Dünya hayatı aşırı bir şekilde sevmek ve dünyaya bağlanmak da böyledir. Malı, mülkü, serveti, zevkli, keyifli yaşamı çok severse, helâlı-haramı, sevabı-günahı düşünmez. Ona hatırlatıldığı zaman; “bu yaptıkların yanlış, haram, vazgeç!” desen söylediklerini duymuyormuş gibi önemsemez. Çünkü dünya yaşamının câzibesine kendini kaptırmıştır. Ne yanlışı görür, ne doğruyu duyar. Kafasına göre hareket ederek yaşar. Sonu da hüsrandır. Yine bir hadiste Sehl b. Sa’d (r.a.) anlatıyor: Rasûlullah (s.a.s.) şöyle buyurmuştur: “Eğer dünya, Allah nazarında sivrisineğin kanadı kadar değer taşısaydı tek bir kâfire ondan bir yudum su içirmezdi.” (Tirmizî, Zühd 13)

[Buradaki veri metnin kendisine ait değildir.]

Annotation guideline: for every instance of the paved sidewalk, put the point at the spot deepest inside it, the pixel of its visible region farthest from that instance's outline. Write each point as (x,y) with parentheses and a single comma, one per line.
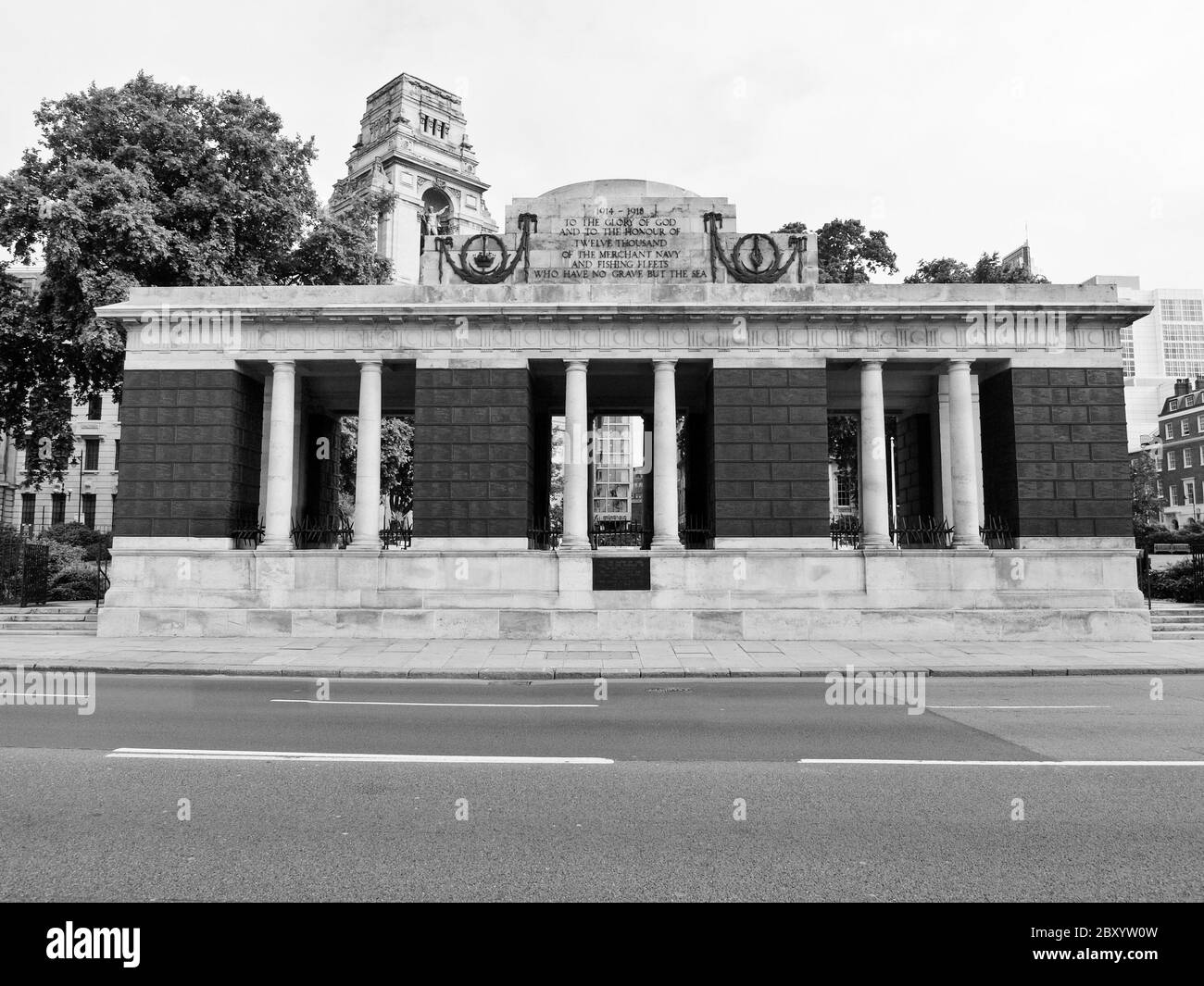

Dünya hayatının Allah katındaki değeri sivrisinek kanadı kadar değeri olmadığı hadisten anlaşılmaktadır. Eğer dünya çok değerli olsaydı kâfir olanlar dünya yaşamından istifade edemezdi, bir yudum su içemezdi, yaşamı biterdi. Günümüzde müşriklerin, kâfirlerin refah içinde, zevk, keyif içinde yaşamaları dünyanın gelip geçici olduğundan dünya hayatının cennet hayatına nazaran zerre kadar değeri olmadığından ötürüdür. İmtihan icabı, herkes dünya hayatından, dünyevî imkânlardan yararlanır. Âhirette ise, cennet nimetlerinden, imkânlarından sadece Allah’a iyi kulluk yapan mü’minler istifade edecektir.
Hz. Peygamber (s.a.s.) bizleri şöyle uyarıyor:“Benden sonra size dünya nimetlerinin ve zînetlerinin açılmasından ve onlara gönlünüzü kaptırmanızdan korkuyorum.”(Buhârî, Zekât 47) İşte bu durumda müslümanların nasıl hareket etmeleri gerektiğini öğreten, mal mülk kavgasına düşmeden, dünyaya ve dünyalıklara kapılmadan Allah’ın hoşnutluğunu kazanacakları bir hayatı sürdürmeleri gerektiğini öğütlemektedir. Dünya malına, mülküne ve zenginliğine Allah’ı unutturacak derecede düşkünlük göstermemek ve bunlara bağlanıp kalmamak, âhireti bir an bile akıldan çıkarmamak gerekir. “Şüphesiz iman edip, sâlih amellerde bulunanlara (güzel davranış sergileyenlere) gelince; onlar için altından ırmaklar akan cennetler vardır. İşte büyük ‘kurtuluş ve mutluluk' budur.”(Büruc, 85/11) Ne mutlu güzel davranış sergileyenlere… Sözün özü bütün bu söylenenleri dinî terminolojiyle ifade edecek olursak Kur’an ve sahih sünnette, insanın her işte “ifrat ve tefrit” ten uzak durması önerilmektedir.